Jung’s distinction between the “spirit of this time” and the “spirit of the depths” raises the question of whether there is indeed a form of knowledge that is not conditioned by time and place. His identification of the “spirit of this time” with an experimental, scientific, skeptical world-view, and the “spirit of the depths” with a spiritual, verstehen approach, suggests that it is science (and not theology) that is conditioned by history.

I am intrigued by the existential and even postmodern elements that are to be found in the opening paragraphs and pages. The “Supreme Meaning” is the “God yet to come” (compare Derrida’s musings on the Messiah), and it is “the melting together of sense and nonsense,” again an idea that one might associate with existentialism and postmodernism, but not readily with the Platonic strands of the “archetypal” Jung. Jung’s identification of “nonsense” with what he here calls the “shadow” raises the question of whether and how we all need to integrate the nonsensical and absurd into our lives if our lives are to participate in the “supreme meaning.” And why does Jung give preference to “meaning”? Why should not sense and nonsense unite to produce the “Supreme Absurdity.”

Jung's comments on the "medical model" in psychotherapy look backwards to Romanticism and forwards to anti-psychiatry: "Whoever wants to be a doctor of the soul sees people as being sick. He offends human dignity" (p. 231, n. 29).

What are we to make of Jung’s proclamation that one must find one’s own path, that it is not to be found in examples, Gods, teachings or laws, and further that “I will be no saviour, no lawgiver, no master teacher to you. You are no longer children.” (I’d like to hear what Wolfgang Giegerich would say in response to this!). Were (are) there some who were tempted to consider Jung (possibly Jung himself) as a saviour or master teacher? If not, why this warning?

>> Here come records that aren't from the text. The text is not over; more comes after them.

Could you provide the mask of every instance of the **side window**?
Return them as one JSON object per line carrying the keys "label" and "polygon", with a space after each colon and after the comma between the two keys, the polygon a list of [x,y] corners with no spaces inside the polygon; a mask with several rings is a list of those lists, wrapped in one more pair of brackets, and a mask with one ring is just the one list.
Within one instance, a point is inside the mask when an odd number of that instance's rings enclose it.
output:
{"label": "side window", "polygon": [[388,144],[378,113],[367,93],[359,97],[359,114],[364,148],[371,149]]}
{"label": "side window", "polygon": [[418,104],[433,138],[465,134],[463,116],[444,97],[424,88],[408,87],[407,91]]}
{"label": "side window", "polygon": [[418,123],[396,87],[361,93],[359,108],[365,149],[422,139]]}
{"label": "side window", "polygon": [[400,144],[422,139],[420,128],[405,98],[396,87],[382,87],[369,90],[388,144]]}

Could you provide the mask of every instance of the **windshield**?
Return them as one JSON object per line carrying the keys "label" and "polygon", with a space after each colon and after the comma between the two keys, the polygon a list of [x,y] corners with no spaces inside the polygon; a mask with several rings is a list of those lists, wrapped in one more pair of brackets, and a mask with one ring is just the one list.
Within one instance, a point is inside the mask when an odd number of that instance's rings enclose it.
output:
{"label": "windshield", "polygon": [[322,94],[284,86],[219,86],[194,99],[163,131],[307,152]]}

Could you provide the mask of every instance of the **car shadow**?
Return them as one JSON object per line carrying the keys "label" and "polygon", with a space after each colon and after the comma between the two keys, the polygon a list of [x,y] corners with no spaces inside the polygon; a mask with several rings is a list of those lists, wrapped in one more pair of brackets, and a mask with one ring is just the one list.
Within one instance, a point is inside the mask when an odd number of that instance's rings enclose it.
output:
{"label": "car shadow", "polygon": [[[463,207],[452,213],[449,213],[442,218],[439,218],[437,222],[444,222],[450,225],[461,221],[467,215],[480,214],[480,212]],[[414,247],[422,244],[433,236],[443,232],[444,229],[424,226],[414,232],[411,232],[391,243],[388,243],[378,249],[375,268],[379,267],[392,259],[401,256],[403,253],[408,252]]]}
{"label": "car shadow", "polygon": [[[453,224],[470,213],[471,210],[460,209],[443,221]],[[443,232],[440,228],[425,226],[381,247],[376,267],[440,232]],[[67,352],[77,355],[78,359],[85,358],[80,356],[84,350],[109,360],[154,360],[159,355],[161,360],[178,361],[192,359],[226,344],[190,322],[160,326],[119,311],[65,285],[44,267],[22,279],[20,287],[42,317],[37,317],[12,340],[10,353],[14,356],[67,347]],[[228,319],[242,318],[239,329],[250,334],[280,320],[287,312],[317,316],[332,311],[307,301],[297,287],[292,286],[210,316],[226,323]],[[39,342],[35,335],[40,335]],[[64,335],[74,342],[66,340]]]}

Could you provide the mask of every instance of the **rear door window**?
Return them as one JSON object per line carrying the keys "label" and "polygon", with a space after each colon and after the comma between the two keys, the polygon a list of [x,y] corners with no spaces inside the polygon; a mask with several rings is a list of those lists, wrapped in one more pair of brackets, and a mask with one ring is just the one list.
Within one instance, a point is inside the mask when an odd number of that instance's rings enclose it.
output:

Jung’s comments on explanation and understanding are, to say the least, interesting. According to the “spirit of the depths,” “to understand a thing is a bridge and possibility of returning to the path. But to explain a matter is arbitrary and sometimes even murder. Have you counted the murderers among the scholars?” The Red Book opens with a very strong (and indeed frightening) thread of anti-scientism.